GAINESVILLE — Gainesville Mayor Bob Hamrick joined five local ministers in Roosevelt Square at lunchtime Tuesday to seek drought relief from one last governing authority — the Lord.
Clergy members read Scripture and asked the crowd of about 30 people to bow their heads and first ask for forgiveness from God, express gratitude for natural resources and then to ask Him for rain.
The prayer service was held in Gainesville at the same time as a prayer service called by Gov. Sonny Perdue at the state Capitol in Atlanta.
"The first thing we want to do today is to ask the Lord for forgiveness for the many occasions that we have not been taking care of ... God’s creation," said the Rev. Fabio Sotelo of St. Michael Catholic Church. "In many occasions we have not been responsible with our resources, so this is a time that probably the Lord put ... in our history to invite us to wake up and say, ‘What are we doing with the Earth?’
"We ask the Lord to forgive the many occasions we have failed, and we come together as one community of faith," Sotelo prayed. "We ask you, with humble hearts, to grant us rain."
Initiated by Perdue, the prayer services have motivated some protesters to speak out against the state’s sponsorship of a religious service. But there were no protesters at the service in Gainesville. In fact, some attendees called the service "wonderful," and said they are glad to see government officials acknowledge the role of a higher power in the state’s need for rain.
"It’s one thing that’s totally out of the power of our hands," said Dee Head, who attended the prayer ceremony. "(God) knows we need rain, but he wants us to acknowledge he is the giver of all things."
Rev. Dr.
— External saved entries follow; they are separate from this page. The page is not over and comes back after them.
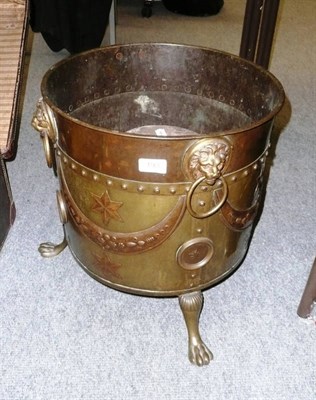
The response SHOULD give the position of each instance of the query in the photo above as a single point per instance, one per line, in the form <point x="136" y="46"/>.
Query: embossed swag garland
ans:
<point x="160" y="151"/>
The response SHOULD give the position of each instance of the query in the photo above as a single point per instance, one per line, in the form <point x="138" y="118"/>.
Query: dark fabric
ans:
<point x="75" y="25"/>
<point x="194" y="7"/>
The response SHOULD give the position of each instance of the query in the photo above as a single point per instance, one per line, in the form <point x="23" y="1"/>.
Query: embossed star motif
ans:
<point x="106" y="207"/>
<point x="107" y="266"/>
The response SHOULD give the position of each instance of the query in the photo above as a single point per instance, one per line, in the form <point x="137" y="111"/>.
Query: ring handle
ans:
<point x="214" y="209"/>
<point x="44" y="122"/>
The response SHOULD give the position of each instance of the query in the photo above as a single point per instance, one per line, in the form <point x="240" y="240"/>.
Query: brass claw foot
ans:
<point x="191" y="306"/>
<point x="49" y="249"/>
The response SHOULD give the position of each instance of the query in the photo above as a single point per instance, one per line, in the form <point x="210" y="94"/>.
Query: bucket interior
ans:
<point x="162" y="90"/>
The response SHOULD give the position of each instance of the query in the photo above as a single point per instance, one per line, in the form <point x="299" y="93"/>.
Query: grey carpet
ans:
<point x="65" y="336"/>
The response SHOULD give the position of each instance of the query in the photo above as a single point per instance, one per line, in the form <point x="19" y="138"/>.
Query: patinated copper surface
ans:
<point x="160" y="151"/>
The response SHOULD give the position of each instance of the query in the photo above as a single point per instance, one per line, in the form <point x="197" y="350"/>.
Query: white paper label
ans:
<point x="158" y="166"/>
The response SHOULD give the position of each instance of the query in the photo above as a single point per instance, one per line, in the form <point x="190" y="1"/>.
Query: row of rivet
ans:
<point x="161" y="188"/>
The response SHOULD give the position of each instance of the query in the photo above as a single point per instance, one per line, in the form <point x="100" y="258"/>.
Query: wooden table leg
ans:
<point x="308" y="299"/>
<point x="258" y="30"/>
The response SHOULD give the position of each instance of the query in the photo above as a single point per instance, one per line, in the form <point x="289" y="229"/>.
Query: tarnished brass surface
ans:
<point x="160" y="151"/>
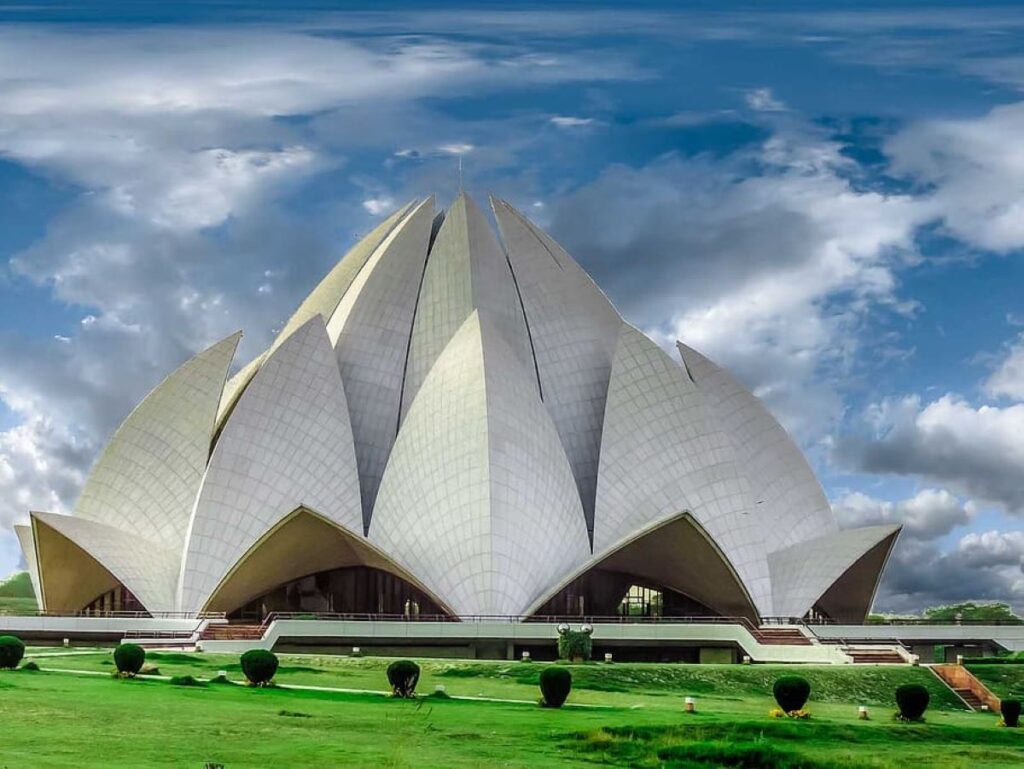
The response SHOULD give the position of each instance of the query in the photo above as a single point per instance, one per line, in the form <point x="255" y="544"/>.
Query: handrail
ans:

Terry Walton of Gainesville First United Methodist Church led the 30-minute long service and said that many people turn to God in difficult times when there seem to be no other alternatives.
"It’s times like these where God can get our attention like no other time," Walton said.
Rev. Dr. Marcus Dixon of St. Paul Church on Summit Street, said during the service that in addition to asking God for rain, he would like to give thanks to God for the peace in the United States and for the season of Thanksgiving.
"We know that you can let the rain come down in just a twinkling of the eye," Dixon prayed. "We have learned not to trust in the world’s riches, but to put our security in you."
Dixon recalled the Old Testament story of Moses asking God for water and then striking a rock and watching water pour out from the stone.
Dixon encouraged the small congregation to have faith that the rain will come and the drought will end.
Hamrick and the ministers collectively opened their umbrellas upon the ceremony’s conclusion.
"Lord, we give you thanks because we know that you’re going to do it. And so we have in confidence come before you today with our umbrellas in our hand, trusting and believing," Dixon prayed. "And so Father, let it rain, let it rain, let it rain, let it rain."